A Scripted processor would likely make this far more trivial to handle. This 
processor should be focused around making it dead simple to partition (and 
subsequently route based on added attributes) records with a scripting 
language. So, it will be important, like ScriptedTransformRecord, to make the 
processor geared more toward ease of use than being given the full power of 
FlowFiles, sessions, etc.

The script should have the same bindings as ScriptedTransformRecord:
 * attributes
 * log
 * record
 * recordIndex

Unlike ScriptedTransformRecord, though, the ScriptedPartitionRecord should 
return one of three things:
 * A string (or a primitive value such as an int, that can be turned into a 
String) representing the partition for the Record
 * A collection of strings/primitives representing multiple partitions that the 
Record should go to (indicating that the Record should be added to multiple 
Record Writers)
 * A null value or an empty collection indicating that the Record should be 
dropped.

The processor should then write the Record to a FlowFile for each of the 
Partitions returned. For each outbound FlowFile, an attribute should be added 
indicating the partition for that FlowFile for easy follow-on routing via 
RouteOnAttribute, etc.

The processor should keep a counter for how many Records were dropped.
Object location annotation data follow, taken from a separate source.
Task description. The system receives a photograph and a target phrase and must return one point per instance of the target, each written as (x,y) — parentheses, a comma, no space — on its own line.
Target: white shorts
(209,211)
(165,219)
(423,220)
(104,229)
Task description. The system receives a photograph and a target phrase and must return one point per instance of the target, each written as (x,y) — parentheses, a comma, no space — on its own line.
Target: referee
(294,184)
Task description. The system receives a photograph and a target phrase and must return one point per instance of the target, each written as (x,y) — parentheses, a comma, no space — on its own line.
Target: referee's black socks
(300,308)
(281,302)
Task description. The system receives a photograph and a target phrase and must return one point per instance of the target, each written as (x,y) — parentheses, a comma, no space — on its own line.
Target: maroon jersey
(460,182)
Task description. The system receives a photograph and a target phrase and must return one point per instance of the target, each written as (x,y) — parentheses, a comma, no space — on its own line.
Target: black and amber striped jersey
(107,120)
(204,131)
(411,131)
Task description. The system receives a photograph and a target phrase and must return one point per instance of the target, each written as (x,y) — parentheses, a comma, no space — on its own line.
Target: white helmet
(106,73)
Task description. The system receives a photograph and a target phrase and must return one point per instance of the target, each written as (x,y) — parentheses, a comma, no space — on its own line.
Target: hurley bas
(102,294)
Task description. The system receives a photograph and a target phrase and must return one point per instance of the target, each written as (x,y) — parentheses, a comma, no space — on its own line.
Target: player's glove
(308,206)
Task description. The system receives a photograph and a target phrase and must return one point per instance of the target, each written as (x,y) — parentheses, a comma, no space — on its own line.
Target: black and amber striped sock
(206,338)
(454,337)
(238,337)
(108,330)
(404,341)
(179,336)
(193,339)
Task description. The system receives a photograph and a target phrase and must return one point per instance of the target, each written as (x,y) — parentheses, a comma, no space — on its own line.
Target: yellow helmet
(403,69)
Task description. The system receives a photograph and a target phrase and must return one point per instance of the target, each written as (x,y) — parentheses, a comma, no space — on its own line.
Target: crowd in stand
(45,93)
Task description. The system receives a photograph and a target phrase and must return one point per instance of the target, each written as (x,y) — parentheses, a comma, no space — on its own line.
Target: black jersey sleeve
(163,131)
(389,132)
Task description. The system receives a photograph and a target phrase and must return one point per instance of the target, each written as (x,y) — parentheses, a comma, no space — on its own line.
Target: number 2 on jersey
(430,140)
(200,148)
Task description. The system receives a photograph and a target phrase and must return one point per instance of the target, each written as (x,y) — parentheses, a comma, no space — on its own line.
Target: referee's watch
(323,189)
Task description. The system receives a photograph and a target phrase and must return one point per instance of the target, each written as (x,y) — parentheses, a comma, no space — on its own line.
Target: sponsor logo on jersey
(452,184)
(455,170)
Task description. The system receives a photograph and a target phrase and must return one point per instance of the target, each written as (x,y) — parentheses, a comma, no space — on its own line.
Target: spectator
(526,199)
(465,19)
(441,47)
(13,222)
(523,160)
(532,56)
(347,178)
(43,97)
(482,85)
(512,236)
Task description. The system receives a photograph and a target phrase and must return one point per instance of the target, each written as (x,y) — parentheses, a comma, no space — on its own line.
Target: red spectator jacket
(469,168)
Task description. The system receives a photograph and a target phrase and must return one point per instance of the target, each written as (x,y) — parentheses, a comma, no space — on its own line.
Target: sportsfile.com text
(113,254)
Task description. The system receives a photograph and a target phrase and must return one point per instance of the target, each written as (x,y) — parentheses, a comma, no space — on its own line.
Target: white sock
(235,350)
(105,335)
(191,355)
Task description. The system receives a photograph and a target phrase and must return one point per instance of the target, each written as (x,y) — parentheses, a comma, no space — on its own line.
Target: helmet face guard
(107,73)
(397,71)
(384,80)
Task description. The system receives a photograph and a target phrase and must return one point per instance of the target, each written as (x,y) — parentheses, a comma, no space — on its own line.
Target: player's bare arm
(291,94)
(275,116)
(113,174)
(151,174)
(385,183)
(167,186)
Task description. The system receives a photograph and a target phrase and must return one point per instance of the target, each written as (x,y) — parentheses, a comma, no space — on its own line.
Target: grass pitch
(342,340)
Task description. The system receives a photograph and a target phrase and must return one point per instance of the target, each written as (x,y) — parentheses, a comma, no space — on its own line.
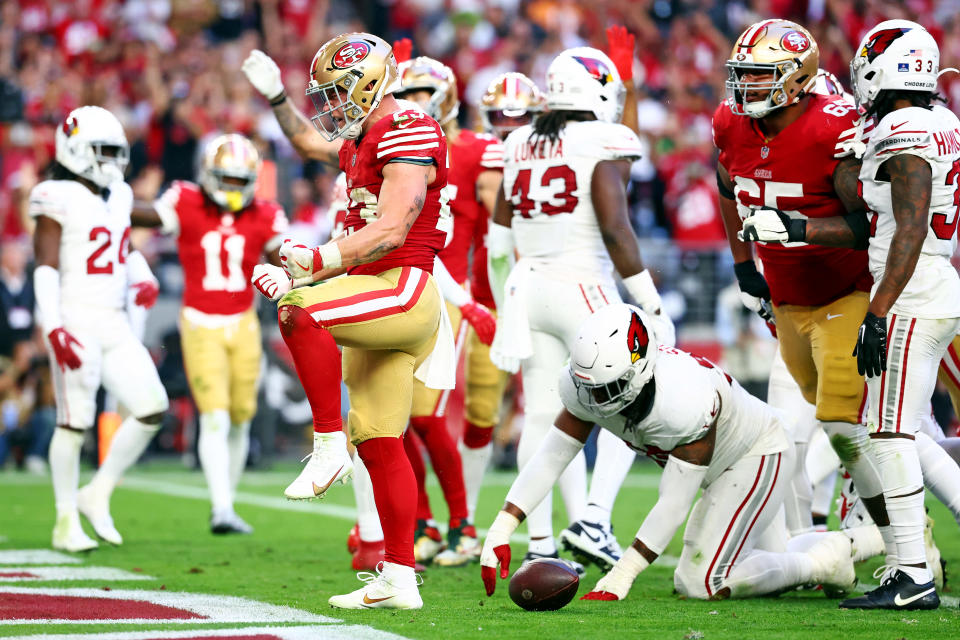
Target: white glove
(271,281)
(263,73)
(764,225)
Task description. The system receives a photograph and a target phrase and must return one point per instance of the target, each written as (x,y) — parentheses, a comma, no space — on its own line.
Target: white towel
(512,342)
(439,369)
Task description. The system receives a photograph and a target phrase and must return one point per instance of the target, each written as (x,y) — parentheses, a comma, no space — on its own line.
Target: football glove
(147,292)
(481,320)
(271,281)
(496,550)
(62,343)
(871,348)
(772,225)
(264,74)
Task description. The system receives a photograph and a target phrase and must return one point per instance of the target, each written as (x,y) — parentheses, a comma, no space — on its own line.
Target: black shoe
(536,556)
(898,592)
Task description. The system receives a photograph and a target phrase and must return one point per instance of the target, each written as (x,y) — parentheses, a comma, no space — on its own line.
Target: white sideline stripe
(213,608)
(71,573)
(326,632)
(21,557)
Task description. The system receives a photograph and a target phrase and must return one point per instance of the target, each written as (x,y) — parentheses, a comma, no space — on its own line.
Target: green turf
(298,558)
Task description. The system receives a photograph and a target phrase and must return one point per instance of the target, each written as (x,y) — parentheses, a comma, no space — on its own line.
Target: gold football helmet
(781,49)
(510,102)
(228,173)
(426,74)
(349,76)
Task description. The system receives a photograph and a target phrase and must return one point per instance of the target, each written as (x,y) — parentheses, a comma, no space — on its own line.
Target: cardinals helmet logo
(637,338)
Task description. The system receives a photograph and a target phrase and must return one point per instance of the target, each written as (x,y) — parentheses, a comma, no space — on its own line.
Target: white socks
(368,520)
(214,452)
(65,468)
(474,463)
(130,441)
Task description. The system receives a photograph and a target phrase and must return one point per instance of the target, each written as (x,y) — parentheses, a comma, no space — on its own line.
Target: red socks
(394,488)
(317,361)
(420,472)
(445,460)
(475,437)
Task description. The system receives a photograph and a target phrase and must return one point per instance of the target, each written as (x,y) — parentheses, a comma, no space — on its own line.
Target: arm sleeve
(542,470)
(678,488)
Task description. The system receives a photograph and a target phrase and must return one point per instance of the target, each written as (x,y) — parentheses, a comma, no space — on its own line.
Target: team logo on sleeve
(596,68)
(637,338)
(350,54)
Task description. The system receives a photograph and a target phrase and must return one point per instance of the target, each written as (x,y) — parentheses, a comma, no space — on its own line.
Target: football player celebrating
(783,145)
(222,231)
(83,273)
(909,180)
(387,311)
(706,432)
(475,173)
(563,206)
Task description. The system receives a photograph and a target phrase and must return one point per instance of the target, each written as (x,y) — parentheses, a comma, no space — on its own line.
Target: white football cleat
(95,507)
(68,535)
(380,592)
(327,464)
(833,564)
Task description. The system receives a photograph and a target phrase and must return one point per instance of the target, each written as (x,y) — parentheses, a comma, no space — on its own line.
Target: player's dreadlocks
(551,123)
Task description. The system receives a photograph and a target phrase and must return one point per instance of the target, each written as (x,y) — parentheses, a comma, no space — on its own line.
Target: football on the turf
(544,584)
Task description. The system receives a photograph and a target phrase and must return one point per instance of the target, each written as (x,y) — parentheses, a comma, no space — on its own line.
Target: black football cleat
(898,592)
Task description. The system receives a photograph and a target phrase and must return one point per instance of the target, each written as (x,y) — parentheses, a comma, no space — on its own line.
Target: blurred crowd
(170,70)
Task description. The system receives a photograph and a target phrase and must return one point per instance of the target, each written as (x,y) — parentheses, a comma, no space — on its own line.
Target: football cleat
(462,545)
(427,541)
(380,593)
(536,556)
(328,463)
(229,522)
(68,535)
(353,539)
(898,592)
(592,543)
(95,507)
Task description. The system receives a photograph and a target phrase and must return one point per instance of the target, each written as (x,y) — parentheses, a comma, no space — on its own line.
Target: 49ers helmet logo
(795,42)
(350,54)
(637,338)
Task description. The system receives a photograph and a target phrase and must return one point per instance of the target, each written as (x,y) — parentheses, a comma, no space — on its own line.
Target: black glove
(750,280)
(871,349)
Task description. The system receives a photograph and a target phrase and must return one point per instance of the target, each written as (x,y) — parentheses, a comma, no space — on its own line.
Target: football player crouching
(707,432)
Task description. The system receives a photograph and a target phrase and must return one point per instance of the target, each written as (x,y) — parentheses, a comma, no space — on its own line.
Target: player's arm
(559,447)
(682,476)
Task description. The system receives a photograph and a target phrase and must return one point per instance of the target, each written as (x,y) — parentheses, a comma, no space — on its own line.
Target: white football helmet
(585,79)
(895,54)
(228,173)
(613,358)
(91,144)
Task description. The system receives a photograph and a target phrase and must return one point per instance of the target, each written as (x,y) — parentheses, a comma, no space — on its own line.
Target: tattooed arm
(304,138)
(911,185)
(401,198)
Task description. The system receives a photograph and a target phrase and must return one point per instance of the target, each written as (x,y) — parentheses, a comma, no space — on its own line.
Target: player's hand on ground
(146,293)
(482,321)
(271,281)
(263,73)
(64,347)
(871,348)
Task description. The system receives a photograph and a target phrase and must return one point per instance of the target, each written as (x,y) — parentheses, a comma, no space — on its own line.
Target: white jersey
(94,240)
(690,391)
(548,186)
(934,135)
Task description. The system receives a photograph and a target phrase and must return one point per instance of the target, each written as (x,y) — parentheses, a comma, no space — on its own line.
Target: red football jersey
(405,136)
(793,172)
(471,155)
(218,249)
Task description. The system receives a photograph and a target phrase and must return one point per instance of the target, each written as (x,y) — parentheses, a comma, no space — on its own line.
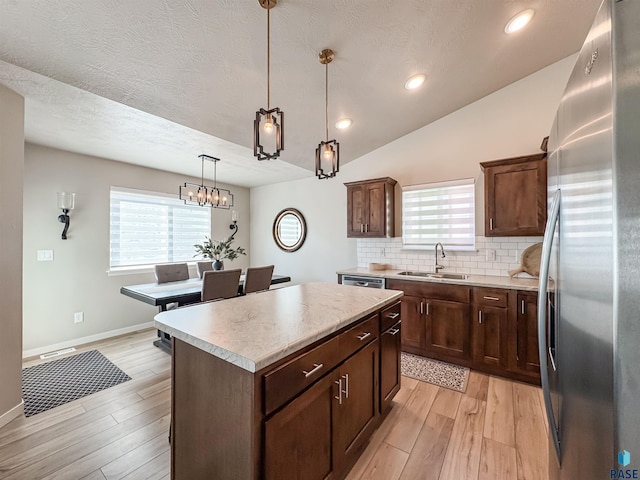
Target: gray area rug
(433,371)
(55,383)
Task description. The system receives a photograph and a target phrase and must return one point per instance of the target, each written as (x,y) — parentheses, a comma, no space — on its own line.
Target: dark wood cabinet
(290,450)
(515,196)
(390,346)
(490,327)
(370,208)
(527,355)
(357,404)
(448,328)
(493,330)
(435,319)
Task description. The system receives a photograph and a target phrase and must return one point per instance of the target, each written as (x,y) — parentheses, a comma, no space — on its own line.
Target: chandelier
(328,151)
(204,195)
(268,127)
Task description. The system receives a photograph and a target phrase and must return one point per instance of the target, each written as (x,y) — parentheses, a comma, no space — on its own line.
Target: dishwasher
(362,281)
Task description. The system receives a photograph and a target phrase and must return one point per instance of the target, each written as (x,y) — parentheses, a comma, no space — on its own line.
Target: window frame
(173,205)
(430,190)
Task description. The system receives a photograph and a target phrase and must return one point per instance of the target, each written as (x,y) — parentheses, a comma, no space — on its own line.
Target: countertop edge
(492,281)
(254,365)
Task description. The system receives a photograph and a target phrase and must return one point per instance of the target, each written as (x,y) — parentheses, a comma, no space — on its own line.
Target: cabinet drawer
(490,297)
(359,336)
(286,381)
(449,292)
(389,317)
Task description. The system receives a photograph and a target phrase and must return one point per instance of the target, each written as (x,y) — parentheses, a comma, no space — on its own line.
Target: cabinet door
(356,210)
(298,439)
(357,409)
(528,357)
(413,324)
(375,220)
(389,365)
(490,335)
(516,199)
(448,328)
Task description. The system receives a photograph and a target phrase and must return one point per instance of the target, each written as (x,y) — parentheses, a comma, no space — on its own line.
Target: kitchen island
(280,384)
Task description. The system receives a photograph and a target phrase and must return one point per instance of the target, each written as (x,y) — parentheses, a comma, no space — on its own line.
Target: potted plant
(218,250)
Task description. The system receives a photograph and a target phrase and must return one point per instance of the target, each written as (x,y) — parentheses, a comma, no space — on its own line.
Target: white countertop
(530,284)
(256,330)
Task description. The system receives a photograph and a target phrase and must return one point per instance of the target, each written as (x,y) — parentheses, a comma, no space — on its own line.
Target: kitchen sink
(452,276)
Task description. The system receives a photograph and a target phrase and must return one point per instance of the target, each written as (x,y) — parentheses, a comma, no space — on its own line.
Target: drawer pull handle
(316,367)
(339,397)
(346,385)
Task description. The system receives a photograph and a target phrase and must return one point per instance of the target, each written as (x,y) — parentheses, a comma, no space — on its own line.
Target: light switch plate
(45,255)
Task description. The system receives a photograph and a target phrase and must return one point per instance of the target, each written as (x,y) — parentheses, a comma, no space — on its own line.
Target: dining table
(182,292)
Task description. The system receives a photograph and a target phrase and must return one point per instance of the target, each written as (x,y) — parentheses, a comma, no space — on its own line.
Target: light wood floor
(496,430)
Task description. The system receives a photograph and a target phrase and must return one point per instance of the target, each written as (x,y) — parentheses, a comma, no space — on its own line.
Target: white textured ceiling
(158,82)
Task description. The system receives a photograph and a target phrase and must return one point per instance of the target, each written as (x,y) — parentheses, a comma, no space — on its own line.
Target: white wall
(507,123)
(11,173)
(77,279)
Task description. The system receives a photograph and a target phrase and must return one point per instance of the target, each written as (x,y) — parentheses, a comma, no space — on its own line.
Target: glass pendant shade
(328,151)
(268,127)
(268,140)
(205,195)
(327,156)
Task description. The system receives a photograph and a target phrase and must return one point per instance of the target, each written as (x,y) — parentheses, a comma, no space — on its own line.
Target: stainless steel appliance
(363,281)
(589,320)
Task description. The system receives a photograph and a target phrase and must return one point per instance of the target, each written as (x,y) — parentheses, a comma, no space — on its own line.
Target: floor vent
(57,352)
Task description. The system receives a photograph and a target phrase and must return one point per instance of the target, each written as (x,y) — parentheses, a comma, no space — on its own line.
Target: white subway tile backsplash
(508,251)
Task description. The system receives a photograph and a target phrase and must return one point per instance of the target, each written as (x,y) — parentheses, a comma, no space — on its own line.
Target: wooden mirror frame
(303,227)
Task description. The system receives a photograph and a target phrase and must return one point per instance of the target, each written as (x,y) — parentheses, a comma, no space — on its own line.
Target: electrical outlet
(45,255)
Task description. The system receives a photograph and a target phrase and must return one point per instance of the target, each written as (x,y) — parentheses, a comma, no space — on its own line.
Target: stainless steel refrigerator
(589,319)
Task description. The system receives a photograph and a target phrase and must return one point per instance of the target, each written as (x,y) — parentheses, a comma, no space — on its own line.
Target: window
(147,228)
(439,212)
The processor should keep counters for how many Records were routed to each 
Partition.

The processor should include additionalDetails.html to provide sufficient 
documentation. Similar to ScriptedTransformRecord, the documentation should 
include several examples, spanning at least Groovy and Python (since those are 
by far the most often used languages we see used in script processors). Each 
example provided in the additionalDetails.html should also have an accompanying 
unit test to verify the behavior.

Given the similarities to the ScriptedTransformRecord processor, there's a high 
likelihood that the ScriptedTransformRecord processor could be refactored into 
an AbstractScriptedRecord processor with both ScriptedTransformRecord and 
ScriptedPartitionRecord extending from it.

  was:
In 1.12.0, we introduced the ScriptedTransformRecord. This has worked very well 
for many different transformations that are simple in code but very difficult 
with the DSL's that NiFi supports. In addition to transforming records, another 
use case that can be made dramatically easier with scripting is partitioning 
records.

The PartitionRecord processor is very powerful and easy to use, but RecordPath 
is somewhat limited in the functions that it provides. For example, recently in 
the Apache Slack channel, we had someone asking about how to route data based 
on whether or not the "timestamp" field matches a given regular expression. 
Attempts were made using QueryRecord with RPATH but that didn't work because 
the timestamp field is a top-level field, not a Record. Tried using 
UpdateRecord but that failed because the matchesRegex function of RecordPath is 
a predicate so can't be used to partition on. Eventually a pattern was found 
with QueryRecord using the `SIMILAR TO` but that function does not support for 
regular expressions.

A Scripted processor would likely make this far more trivial to handle. This 
processor should be focused around making it dead simple to partition (and 
subsequently route based on added attributes) records with a scripting 
language. So, it will be important, like ScriptedTransformRecord, to make the 
processor geared more toward ease of use than being given the full power of 
FlowFiles, sessions, etc.

The script should have the same bindings as ScriptedTransformRecord:
 * attributes
 * log
 * record
 * recordIndex

Unlike ScriptedTransformRecord, though, the ScriptedPartitionRecord should 
return one of three things:
 * A string (or a primitive value such as an int, that can be turned into a 
String) representing the partition for the Record
 * A collection of strings/primitives representing multiple partitions that the 
Record should go to (indicating that the Record should be added to multiple 
Record Writers)
 * A null value or an empty collection indicating that the Record should be 
dropped.

The processor should then write the Record to a FlowFile for each of the 
Partitions returned. For each outbound FlowFile, an attribute should be added 
indicating the partition for that FlowFile for easy follow-on routing via 
RouteOnAttribute, etc.

The processor should keep a counter for how many Records were dropped.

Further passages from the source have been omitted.